Implement accurate max block size in hipFuncGetAttributes() (#1676)

This PR takes ensures that the maxThreadsPerBlock returned by hipFuncGetAttributes is both a multiple of the warp size and that the register usage of the maximum block does not exceed the number of available registers.

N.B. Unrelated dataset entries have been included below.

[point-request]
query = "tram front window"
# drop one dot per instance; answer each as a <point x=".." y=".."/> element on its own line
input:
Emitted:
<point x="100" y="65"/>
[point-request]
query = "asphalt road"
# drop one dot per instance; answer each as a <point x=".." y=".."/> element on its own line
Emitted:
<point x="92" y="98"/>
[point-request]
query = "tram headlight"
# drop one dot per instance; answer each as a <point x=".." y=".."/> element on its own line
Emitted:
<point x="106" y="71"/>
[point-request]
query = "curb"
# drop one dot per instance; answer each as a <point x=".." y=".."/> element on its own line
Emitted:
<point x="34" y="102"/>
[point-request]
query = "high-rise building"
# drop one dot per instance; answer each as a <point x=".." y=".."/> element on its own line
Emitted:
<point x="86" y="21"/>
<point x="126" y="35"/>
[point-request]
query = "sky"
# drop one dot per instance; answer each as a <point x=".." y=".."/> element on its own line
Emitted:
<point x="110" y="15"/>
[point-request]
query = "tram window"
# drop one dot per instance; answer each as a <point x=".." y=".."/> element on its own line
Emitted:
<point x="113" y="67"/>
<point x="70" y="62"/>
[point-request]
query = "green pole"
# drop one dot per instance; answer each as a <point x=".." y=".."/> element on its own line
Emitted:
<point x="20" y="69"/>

Fixes #1662
2020-03-18 01:50:06 -04:00
@@ -1247,7 +1247,7 @@ const amd_kernel_code_v3_t *header_v3(const ihipModuleSymbol_t& kd) {
  return reinterpret_cast<const amd_kernel_code_v3_t*>(kd._header);
 }

-hipFuncAttributes make_function_attributes(TlsData *tls, const ihipModuleSymbol_t& kd) {
+hipFuncAttributes make_function_attributes(TlsData *tls, ihipModuleSymbol_t& kd) {
    hipFuncAttributes r{};

    hipDeviceProp_t prop{};
@@ -1257,23 +1257,57 @@ hipFuncAttributes make_function_attributes(TlsData *tls, const ihipModuleSymbol_
    prop.regsPerBlock = prop.regsPerBlock ? prop.regsPerBlock : 64 * 1024;

    if (kd._is_code_object_v3) {
-        r.localSizeBytes = header_v3(kd)->private_segment_fixed_size;
-        r.sharedSizeBytes = header_v3(kd)->group_segment_fixed_size;
-        r.numRegs = ((header_v3(kd)->compute_pgm_rsrc1 & 0x3F) + 1) << 2;
        r.binaryVersion = 0; // FIXME: should it be the ISA version or code
                             //        object format version?
+        r.localSizeBytes = header_v3(kd)->private_segment_fixed_size;
+        r.sharedSizeBytes = header_v3(kd)->group_segment_fixed_size;
    } else {
        r.localSizeBytes = kd._header->workitem_private_segment_byte_size;
        r.sharedSizeBytes = kd._header->workgroup_group_segment_byte_size;
-        r.numRegs = kd._header->workitem_vgpr_count;
        r.binaryVersion =
            kd._header->amd_machine_version_major * 10 +
            kd._header->amd_machine_version_minor;
    }
    r.maxDynamicSharedSizeBytes = prop.sharedMemPerBlock - r.sharedSizeBytes;
-    r.maxThreadsPerBlock = r.numRegs ?
-        std::min(prop.maxThreadsPerBlock, prop.regsPerBlock / r.numRegs) :
-        prop.maxThreadsPerBlock;
+
+    size_t usedVGPRS = 0;
+    size_t usedSGPRS = 0;
+    size_t usedLDS = 0;
+    getGprsLdsUsage(&kd, &usedVGPRS, &usedSGPRS, &usedLDS);
+
+    r.numRegs = usedVGPRS;
+
+    size_t wavefrontSize = prop.warpSize;
+    size_t maxWavefrontsPerBlock = prop.maxThreadsPerBlock / wavefrontSize;
+    size_t maxWavefrontsPerCU = min(prop.maxThreadsPerMultiProcessor / wavefrontSize, 32);
+    const size_t numSIMD = 4;
+    const size_t maxWavesPerSimd = maxWavefrontsPerCU / numSIMD;
+    size_t maxWaves = 0;
+    for (int i = 0; i < maxWavefrontsPerBlock; i++) {
+        size_t wavefronts = i + 1;
+
+        if (usedVGPRS > 0) {
+            size_t availableVGPRs = (prop.regsPerBlock / wavefrontSize / numSIMD);
+            size_t vgprs_alu_occupancy = numSIMD * std::min(maxWavesPerSimd, availableVGPRs / usedVGPRS);
+
+            // Calculate blocks occupancy per CU based on VGPR usage
+            if (vgprs_alu_occupancy < wavefronts)
+                break;
+        }
+
+        if (usedSGPRS > 0) {
+            const size_t availableSGPRs = (prop.gcnArch < 800) ? 512 : 800;
+            size_t sgprs_alu_occupancy = numSIMD * ((usedSGPRS == 0) ? maxWavesPerSimd
+                : std::min(maxWavesPerSimd, availableSGPRs / usedSGPRS));
+
+            // Calculate blocks occupancy per CU based on SGPR usage
+            if (sgprs_alu_occupancy < wavefronts)
+                break;
+        }
+        maxWaves = wavefronts;
+    }
+
+    r.maxThreadsPerBlock = maxWaves * wavefrontSize;
    r.ptxVersion = prop.major * 10 + prop.minor; // HIP currently presents itself as PTX 3.0.

    return r;